The University of Birmingham, established in 1900 as the UK’s first civic or ‘redbrick’ university, was founded to provide a skilled, professional workforce and groundbreaking research that benefits regional industries.
Dr Mary Taylor, a post doctoral researcher in the High Temperature Oxidation Group in Metallurgy and Materials, is currently working on two projects in collaboration with industry using thermo-gravimetric systems from CI Precision. These projects entail the testing of high-temperature metal alloys and coatings for use in the hot sections of turbine engines and heat exchangers. Testing procedures include both high-temperature oxidation and constant stress creep testing. A novel method of determining the high-temperature creep properties of coatings has been developed within the Group.
Dr Taylor works with Prof. Hugh Evans who transferred an impressive array of CI thermo-gravimetric analysers, consisting of MK2 microbalances Robal controllers and furnaces, and constant stress creep rigs from the Berkeley Laboratories in Gloucester some 20 years ago. These systems were set up to house the furnace controlling thermocouple within the silica reaction tube, adjacent to the specimen.
Dr Taylor comments,
“This gives us greater confidence in temperature control and enables us to relate weight change during the cooling cycle to specific temperature transients. The rapid heat up gives us the ability to study high temperature reactions.”
Commenting on her decision to purchase further units from CI, Dr Taylor adds:
“All of the original thermo-balances were from CI Electronics (as CI Precision was then known) and have been very reliable and thus when we were in a position to upgrade and replace this equipment they were the first company we approached. The flexibility of their equipment meant it could easily be installed into the existing housing with minimal adaptations.”

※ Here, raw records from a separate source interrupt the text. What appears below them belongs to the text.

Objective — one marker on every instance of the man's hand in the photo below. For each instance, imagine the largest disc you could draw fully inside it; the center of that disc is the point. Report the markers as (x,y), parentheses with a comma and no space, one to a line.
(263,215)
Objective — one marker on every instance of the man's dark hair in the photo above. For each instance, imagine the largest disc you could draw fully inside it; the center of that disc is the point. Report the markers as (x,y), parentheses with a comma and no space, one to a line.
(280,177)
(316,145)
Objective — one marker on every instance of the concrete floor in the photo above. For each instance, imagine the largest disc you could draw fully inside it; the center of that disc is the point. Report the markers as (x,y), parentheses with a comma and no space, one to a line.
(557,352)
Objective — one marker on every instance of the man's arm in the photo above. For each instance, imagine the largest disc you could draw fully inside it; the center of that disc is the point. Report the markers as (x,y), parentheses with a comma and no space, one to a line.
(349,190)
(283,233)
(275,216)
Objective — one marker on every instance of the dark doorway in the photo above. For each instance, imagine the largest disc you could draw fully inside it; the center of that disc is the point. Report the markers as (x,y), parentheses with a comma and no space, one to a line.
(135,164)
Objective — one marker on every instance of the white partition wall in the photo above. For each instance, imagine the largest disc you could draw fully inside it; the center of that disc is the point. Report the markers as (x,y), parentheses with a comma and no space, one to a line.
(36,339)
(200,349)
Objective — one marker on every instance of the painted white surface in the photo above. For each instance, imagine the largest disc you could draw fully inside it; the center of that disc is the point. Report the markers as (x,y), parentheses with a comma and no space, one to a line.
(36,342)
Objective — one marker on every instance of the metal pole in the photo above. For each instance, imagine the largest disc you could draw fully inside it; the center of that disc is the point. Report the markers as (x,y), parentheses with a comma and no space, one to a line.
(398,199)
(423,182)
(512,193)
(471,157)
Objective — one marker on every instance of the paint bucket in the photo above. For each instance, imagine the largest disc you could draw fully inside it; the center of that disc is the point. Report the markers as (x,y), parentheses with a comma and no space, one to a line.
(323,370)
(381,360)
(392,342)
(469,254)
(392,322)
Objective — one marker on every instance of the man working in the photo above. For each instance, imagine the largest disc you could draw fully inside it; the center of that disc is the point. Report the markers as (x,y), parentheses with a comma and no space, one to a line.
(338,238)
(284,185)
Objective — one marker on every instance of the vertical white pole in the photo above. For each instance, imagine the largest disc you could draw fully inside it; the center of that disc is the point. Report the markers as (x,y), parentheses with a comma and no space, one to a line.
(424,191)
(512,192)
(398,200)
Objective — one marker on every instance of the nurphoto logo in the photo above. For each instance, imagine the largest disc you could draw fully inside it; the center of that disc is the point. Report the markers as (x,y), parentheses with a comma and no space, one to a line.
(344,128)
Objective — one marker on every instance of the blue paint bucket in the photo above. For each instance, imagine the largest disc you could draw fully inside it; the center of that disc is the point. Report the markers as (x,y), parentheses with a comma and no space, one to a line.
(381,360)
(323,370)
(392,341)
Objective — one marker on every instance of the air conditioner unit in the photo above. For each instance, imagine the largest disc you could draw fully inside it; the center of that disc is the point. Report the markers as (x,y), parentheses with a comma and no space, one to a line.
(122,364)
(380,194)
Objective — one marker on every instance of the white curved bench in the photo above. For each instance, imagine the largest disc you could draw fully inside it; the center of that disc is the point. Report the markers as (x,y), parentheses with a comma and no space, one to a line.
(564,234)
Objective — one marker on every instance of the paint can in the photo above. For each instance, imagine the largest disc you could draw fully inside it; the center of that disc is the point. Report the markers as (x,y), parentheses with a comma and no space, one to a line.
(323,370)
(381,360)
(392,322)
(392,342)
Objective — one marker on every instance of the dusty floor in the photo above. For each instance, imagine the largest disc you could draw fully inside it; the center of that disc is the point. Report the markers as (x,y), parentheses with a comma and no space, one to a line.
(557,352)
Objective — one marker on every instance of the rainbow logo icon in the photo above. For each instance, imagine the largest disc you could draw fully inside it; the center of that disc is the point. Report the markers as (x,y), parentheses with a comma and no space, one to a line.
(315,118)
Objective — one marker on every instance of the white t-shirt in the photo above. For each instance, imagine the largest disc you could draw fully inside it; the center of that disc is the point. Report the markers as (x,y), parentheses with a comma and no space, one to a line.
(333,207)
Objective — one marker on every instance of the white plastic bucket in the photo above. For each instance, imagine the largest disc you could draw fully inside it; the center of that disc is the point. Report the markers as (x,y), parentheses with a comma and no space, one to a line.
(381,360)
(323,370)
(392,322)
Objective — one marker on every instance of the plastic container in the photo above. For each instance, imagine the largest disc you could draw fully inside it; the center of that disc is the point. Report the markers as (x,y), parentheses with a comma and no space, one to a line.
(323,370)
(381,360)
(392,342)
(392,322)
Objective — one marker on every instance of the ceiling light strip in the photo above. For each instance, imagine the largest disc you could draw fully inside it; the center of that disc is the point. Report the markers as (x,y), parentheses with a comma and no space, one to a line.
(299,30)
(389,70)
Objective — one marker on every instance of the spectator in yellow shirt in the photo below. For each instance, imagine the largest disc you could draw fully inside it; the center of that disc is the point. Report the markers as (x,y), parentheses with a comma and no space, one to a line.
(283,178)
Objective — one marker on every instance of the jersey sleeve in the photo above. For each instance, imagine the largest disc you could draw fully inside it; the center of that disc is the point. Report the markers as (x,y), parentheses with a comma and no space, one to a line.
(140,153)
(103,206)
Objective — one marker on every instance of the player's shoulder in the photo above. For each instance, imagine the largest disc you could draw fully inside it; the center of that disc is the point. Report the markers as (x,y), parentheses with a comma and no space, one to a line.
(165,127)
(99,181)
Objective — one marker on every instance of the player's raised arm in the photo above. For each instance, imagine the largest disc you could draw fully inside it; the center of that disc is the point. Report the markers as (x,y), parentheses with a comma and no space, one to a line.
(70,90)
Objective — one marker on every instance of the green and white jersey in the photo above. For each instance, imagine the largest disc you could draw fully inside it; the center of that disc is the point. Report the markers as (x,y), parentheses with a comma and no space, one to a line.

Two of the High Temperature Oxidation Group’s newer CI Microbalance Systems, purchased in 2005, have similar thermocouple arrangements but their latest two acquisitions installed in 2012 are being used with exotic gases.
Dr Taylor explains:
“In these systems I have positioned the thermocouples outside the reaction tube level with the specimen to give me more space inside the tube but still have the level of confidence in controlling the test temperature.”
CI Microbalance kits consist of a MK2-M5 Microbalance, DISBAL control unit, LabWeigh software package, Universal Attachment glassware, cables and silica accessories plus a furnace and furnace controller. CI also provides the high level of technical support and advice, gained from many years experience, that is sometimes necessary when building custom analytical instruments.